“唉,你有那个小娘子画像没?要是能搞出来,全城的乞丐赌徒二流子,都能给你寻人。”
柳知绽开笑容,放下酒杯起身就走。
“不喝了?”
“不喝了。”
后院的正厅里,长河一边研磨,一边看少爷画画。眼看着一个清秀的姑娘在纸上画好了,少爷又是很不喜欢,烦躁地将纸揉了扔地上。
再画,还是那张脸,长河看不出名堂。
“不行。”
柳知自言自语。
他无数次摸过程谷雨的脸,面貌就刻在心中。可现下要画像寻人,柳知心里又不踏实了,总觉得自己画的不像。

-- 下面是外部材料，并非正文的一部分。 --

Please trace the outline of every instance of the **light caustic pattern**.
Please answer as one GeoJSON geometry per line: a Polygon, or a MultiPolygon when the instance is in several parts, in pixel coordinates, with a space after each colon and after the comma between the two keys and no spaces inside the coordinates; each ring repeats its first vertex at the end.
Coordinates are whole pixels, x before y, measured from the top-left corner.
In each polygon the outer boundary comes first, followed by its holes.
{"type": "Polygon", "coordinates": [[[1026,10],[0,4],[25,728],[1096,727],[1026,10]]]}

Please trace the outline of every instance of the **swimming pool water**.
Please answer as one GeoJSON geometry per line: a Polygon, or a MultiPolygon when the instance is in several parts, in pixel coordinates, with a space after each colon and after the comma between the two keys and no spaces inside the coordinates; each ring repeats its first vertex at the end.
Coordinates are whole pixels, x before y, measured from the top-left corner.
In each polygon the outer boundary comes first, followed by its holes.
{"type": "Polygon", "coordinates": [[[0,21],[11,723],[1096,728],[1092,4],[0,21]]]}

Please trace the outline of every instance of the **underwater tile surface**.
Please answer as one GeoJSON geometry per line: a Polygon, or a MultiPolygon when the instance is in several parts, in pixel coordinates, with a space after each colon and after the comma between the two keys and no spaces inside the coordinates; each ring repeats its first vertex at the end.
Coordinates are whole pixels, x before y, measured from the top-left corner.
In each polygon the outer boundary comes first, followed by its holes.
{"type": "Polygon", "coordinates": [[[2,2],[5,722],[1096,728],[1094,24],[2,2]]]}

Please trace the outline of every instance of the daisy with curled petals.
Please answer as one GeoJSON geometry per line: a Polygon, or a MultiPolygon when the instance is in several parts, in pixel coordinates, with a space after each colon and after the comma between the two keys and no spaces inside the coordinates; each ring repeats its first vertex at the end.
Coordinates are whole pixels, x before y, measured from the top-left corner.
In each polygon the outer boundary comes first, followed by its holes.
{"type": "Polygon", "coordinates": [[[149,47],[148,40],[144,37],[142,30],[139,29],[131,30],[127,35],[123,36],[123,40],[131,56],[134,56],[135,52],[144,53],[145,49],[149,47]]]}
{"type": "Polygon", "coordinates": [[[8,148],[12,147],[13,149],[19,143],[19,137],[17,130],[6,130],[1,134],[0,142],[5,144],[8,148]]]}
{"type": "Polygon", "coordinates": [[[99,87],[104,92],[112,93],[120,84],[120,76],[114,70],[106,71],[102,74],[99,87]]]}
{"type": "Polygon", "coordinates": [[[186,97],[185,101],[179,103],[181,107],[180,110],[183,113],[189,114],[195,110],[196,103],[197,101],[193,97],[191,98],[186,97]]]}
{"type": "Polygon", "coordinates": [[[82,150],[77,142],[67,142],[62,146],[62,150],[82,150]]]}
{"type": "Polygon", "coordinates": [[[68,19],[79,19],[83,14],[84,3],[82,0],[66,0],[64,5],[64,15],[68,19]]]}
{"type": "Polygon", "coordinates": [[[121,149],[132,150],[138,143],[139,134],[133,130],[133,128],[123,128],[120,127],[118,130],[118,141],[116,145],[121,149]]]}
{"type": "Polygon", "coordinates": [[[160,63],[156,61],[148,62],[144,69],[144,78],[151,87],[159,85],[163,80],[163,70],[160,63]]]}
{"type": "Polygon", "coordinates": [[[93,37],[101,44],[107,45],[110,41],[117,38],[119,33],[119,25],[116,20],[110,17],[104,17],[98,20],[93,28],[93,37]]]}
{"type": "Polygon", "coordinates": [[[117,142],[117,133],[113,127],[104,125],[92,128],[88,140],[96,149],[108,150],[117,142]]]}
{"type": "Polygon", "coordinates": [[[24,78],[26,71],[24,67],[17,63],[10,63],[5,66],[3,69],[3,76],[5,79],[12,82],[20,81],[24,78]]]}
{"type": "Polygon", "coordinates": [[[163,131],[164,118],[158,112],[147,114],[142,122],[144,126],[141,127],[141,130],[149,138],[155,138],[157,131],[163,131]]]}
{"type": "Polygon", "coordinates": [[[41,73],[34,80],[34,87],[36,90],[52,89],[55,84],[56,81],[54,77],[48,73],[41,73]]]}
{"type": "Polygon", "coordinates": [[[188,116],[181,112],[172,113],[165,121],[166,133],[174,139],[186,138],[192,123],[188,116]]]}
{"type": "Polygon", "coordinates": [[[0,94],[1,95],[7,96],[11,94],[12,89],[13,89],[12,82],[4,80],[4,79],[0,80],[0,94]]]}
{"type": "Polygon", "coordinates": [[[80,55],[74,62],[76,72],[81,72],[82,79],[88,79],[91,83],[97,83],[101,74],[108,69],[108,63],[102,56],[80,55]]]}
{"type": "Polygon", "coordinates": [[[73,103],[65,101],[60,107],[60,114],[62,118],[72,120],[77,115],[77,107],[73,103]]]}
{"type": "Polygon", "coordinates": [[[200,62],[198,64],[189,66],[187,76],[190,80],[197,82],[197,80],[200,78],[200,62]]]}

柳知少时爱玩,画画也未曾拜学什么名家大师,是跟着市井上一个字画摊主学的。他擅长画人像,有个听声作画的绝活。可通过来人的描述形容,讲口中人画个八九不离十。据说衙门抓人,都时常请他作画。
柳知亲眼见识过,觉着崇拜,死皮赖脸求学。
这回,去找他师傅正好。
天一亮,柳知和长河骑马来到城西郊,他师傅喜欢安静,住的街巷太偏僻,叫柳知一通好找。
正午的日头暖洋洋,长河叼着根草芯,枕着胳膊靠在马棚边,百无聊赖。少爷进屋已经好些时候了,还不见出来,不知道这回画的怎么样。
正无聊了,长河听见一阵响亮的哭声。扭头一看,是个七八岁的小女孩,跑得太急,一头摔在地上。
长河本不想多管,只是细一看,小孩子摔狠了,手肘破皮流血,哭得极惨。
他朝旁边的宅子里看看,估计少爷一时半会也出不来,长河家里也有个弟弟,看着地上的孩子怪心疼的。
长河把人扶起来,拍拍身上灰尘。
“你家在哪?”
小女孩止了哭,往前方指指。长河将马牵出来,带着她往家赶。
马背上,小孩子完全忘了疼,兴奋地又是叫又是笑,一个劲地夸长河厉害。长河听了夸,把马赶得飞快。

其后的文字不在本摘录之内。